Searching with parameters

In Splunk, searches can be initiated in both Splunk Web as well as in the Splunk command-line interface or CLI (for information on how to access the CLI and find help for it, refer to the SplunkAdmin manual).

Your searches in CLI work the same way as searches in Splunk Web, except that there is no timeline given with the search results and there is no default time range. Instead, the results are displayed as a raw events list or a table, depending on the type of your search. Searching parameters (such as batch, header, and wrap) are options that control the way the CLI search is run or the way the search results are displayed.

Note

In addition to Splunk Web and Splunk CLI, there is an applications programming interface (API) available, which Splunk programmers can use to perform searches and manage Splunk configurations and objects.

Searching with the CLI will not be covered in this book, so our discussion on searching with parameters will focus on the (advanced) searching idea of parameterizing portions of a Splunk search, using statements such as eval and also segue into our next section, Splunk macros.
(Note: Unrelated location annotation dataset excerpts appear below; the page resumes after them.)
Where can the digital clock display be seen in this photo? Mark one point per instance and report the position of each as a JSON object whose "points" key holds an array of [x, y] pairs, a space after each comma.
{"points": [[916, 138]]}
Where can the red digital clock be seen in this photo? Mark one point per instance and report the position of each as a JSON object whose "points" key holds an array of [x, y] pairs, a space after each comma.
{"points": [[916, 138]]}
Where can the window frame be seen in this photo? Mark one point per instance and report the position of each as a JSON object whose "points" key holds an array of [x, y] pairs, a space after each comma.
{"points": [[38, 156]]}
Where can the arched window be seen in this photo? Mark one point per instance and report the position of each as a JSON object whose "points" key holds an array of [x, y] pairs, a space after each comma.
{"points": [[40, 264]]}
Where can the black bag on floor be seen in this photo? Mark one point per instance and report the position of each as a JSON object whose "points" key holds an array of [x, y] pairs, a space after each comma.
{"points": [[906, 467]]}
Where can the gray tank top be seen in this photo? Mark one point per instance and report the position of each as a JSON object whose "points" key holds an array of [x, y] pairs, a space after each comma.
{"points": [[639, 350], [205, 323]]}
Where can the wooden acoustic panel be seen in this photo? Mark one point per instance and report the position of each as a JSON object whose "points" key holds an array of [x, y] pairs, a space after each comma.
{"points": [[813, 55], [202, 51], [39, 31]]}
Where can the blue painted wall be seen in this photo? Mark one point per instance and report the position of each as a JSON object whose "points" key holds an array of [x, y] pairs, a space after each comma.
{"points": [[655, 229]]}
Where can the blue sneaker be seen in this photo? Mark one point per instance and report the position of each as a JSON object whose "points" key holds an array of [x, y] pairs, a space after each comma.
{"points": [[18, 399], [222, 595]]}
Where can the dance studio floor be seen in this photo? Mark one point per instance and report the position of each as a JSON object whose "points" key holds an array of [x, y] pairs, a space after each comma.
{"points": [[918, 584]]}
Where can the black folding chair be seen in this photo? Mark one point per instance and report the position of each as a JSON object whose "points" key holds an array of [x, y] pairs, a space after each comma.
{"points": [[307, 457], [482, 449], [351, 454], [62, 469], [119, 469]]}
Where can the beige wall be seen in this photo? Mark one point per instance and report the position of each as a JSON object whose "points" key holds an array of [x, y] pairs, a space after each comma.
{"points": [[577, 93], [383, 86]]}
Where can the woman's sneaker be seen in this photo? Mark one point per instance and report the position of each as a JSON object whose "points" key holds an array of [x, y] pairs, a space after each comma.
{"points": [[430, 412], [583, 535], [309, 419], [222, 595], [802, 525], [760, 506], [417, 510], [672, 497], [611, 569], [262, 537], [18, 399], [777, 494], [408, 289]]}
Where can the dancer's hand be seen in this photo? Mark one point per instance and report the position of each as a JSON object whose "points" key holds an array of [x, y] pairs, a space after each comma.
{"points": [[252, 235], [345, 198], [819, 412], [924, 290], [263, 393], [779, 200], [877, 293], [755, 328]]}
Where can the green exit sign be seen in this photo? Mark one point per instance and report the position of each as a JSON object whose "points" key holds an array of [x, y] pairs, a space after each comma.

In Splunk searches, you have the ability to parameterize a search through the use of the eval statement. This means that a search can be written to take as its search criteria the current value of the following:

• A single field
• A portion of a field or fields
• Multiple fields
• A calculated value
• A logically built value

The eval statement

The Splunk eval statement will evaluate (almost) any expression and put the resulting value into a (required) field that can be used (as a parameter) by a Splunk search. Its syntax is simple:

eval <eval-field>=<eval-expression>

It has the following parameters:

• eval-field: This is the destination (string) field name for the resulting value
• eval-expression: This is a combination of values, variables, operators, and functions that represent the value of the eval destination field

The eval statement can include arithmetic, concatenation, and Boolean operators as well as a number of Splunk functions (such as ifnull, tostring, and upper, to name a few).

A simple example

Let's see a simple eval example:

sourcetype=TM1* error | EVAL event_date =  date_month  + "/" + date_mday + "/" + date_year | where event_date = "october/24/2007"

The preceding Splunk search uses the eval statement to create a new field named event_date by concatenating the date_month, date_mday, and date_year fields and then uses this field in the search to locate only the events that occurred on a particular date. Consider the following:

sourcetype=TM1* error   | eval status = if(date_wday == "sunday", "Error", "OK")| search status=Error

The preceding Splunk search uses the eval statement to update the field status using some logic. In this case, if errors are found in the TM1 server logs that occurred on a Sunday, then they are truly errors and Splunk should return those events for review, otherwise (if the error occurred on any other day), the events are ignored (not returned).